The biggest winner will be New York-based law firm Weil, Gotshal & Manges, Lehman’s adviser, with an estimated $209 million in fees, said Lynn LoPucki, who teaches bankruptcy law at Harvard University in Cambridge, Massachusetts. His projections are based on fees paid for other large bankruptcies, including the most expensive to date, Enron Corp.
Lehman, with debt of about $613 billion, will need a bankruptcy judge’s approval for about $906 million in charges for professional services, LoPucki said. By comparison, court- approved expenses for the bankruptcy of Enron, the world’s largest energy trader until its 2001 collapse, totaled $757 million, of which $149.4 million went to Weil.
“We’re breaking new ground in the size of the fees,” LoPucki said in an interview yesterday. “Lehman is such a large case that there is a lot of money there. It’s like the guy who robbed the banks because that’s where the money was.”
LoPucki said the debtor will pay an additional $524 million of fees, most of which don’t need prior court approval.

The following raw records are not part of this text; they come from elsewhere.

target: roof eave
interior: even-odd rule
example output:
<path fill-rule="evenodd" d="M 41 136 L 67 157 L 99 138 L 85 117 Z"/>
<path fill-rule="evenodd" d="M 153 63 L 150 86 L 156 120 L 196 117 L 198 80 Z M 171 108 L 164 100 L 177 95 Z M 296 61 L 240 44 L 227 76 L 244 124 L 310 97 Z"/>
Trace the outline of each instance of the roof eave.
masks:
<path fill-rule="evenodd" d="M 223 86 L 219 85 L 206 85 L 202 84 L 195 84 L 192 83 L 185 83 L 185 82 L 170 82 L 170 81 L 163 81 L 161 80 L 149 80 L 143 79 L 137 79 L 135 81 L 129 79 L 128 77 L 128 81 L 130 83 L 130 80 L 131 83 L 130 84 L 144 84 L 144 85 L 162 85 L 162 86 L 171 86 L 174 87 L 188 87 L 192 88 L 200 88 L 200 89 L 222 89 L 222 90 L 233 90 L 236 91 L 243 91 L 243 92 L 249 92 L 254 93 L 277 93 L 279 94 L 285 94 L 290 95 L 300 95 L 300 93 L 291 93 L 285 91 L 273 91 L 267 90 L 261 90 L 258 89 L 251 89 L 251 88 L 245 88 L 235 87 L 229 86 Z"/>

These include fees to secured lenders and claims agents, as well as auditing fees unrelated to the restructuring.
Law firm Milbank, Tweed, Hadley & McCloy, also based in New York, could make as much as $58 million in its role advising the creditors’ committee in the case, said LoPucki, who calculated the fees with Joseph Doherty, the director of the Empirical Research Group at the University of California, Los Angeles, law school, where LoPucki also teaches.
It breaks out this way:
Lehman asked Oct. 8 for court approval to pay Weil, led by bankruptcy partner Harvey Miller, $650 to $950 an hour for partners and counsel; $355 to $595 for associates; and $155 to $295 for paraprofessionals.
Milbank, as adviser to the creditors’ committee, has requested $700 to $950 per hour for partners; $650 to $850 for of counsel; $275 to $670 for associates and senior attorneys; and $155 to $325 for legal assistants, according to court papers filed on Tuesday.

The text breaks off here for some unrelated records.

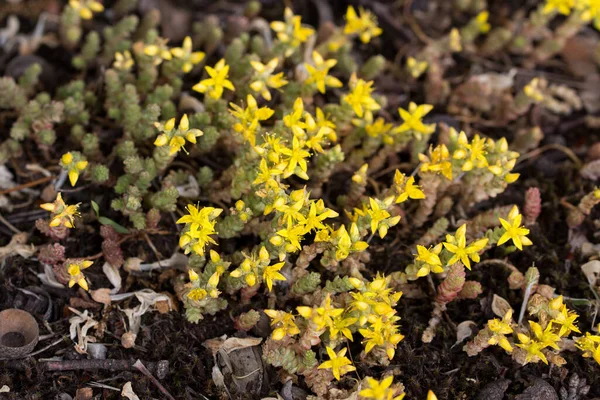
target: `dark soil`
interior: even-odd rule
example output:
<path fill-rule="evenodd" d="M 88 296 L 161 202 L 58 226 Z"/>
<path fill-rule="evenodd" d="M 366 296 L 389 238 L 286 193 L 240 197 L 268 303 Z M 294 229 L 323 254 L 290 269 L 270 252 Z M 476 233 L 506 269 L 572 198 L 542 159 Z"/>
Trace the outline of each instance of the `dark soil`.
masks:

Quinn Emanuel Urquhart Oliver & Hedges, the law firm acting as special counsel to the creditors’ committee, asked for $660 to $950 an hour for partners, $380 to $950 for other lawyers and $250 to $280 for professional staff.
Houlihan Lokey, as investment banker to the creditors’ committee, requested $500,000 per month for the first six months and $400,000 for each month after. Houlihan also asked for deferred fees of 0.05 percent of the first $30 billion of unsecured recoveries and 0.035 percent of all unsecured recoveries in excess of $30 billion, according to the filings.